WASHINGTON – The full Maryland congressional delegation, including U.S. Senators Ben Cardin and Chris Van Hollen and Congressmen Steny H. Hoyer, Dutch Ruppersberger, John P. Sarbanes, Andy Harris, M.D., Anthony G. Brown, Jamie B. Raskin and David Trone, today announced $1,665,000 in federal grants to help create temporary disaster relief jobs for laid off workers in Maryland. Funding comes through the U.S. Department of Labor (DOL) Dislocated Worker Grants (DWGs). The Coronavirus Aid, Relief, and Economic Security (CARES) Act provided $345 million nationwide through this program in response to record levels of unemployment caused by the pandemic. These grants would create temporary jobs related to the COVID-19 public health emergency response and fund job training in industries still hiring at this time.

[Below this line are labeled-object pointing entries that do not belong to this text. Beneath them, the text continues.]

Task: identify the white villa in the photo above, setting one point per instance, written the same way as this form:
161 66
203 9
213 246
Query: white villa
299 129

“Across Maryland, individuals have lost jobs, been furloughed, or suffered reduced hours, causing an economic crisis in addition to the public health emergency. At the same time, certain front-line industries have demand for additional capacity. These federal funds will help address these challenges head on,” said the delegation. “We will continue to work as a united delegation throughout this pandemic to support Marylanders in every way possible.”
These grants are allocated based on the numbers of confirmed cases. Supported by the Workforce Innovation and Opportunity Act of 2014, Dislocated Worker Grants temporarily expand the service capacity of dislocated worker training and employment programs at the state and local levels by providing funding assistance in response to large, unexpected economic events that cause significant job losses. Additional information can be found through the Department of Labor here.
The delegation has previously announced funding for Maryland through the CARES Act including $45 million for child care centers, $45 million for the Governor’s emergency education relief fund, $170 million for Maryland’s institutions of higher education, $107 million for airports, $742 million for hospitals and health care providers, $15.6 million for community health centers and $48 million to Maryland local government jurisdictions.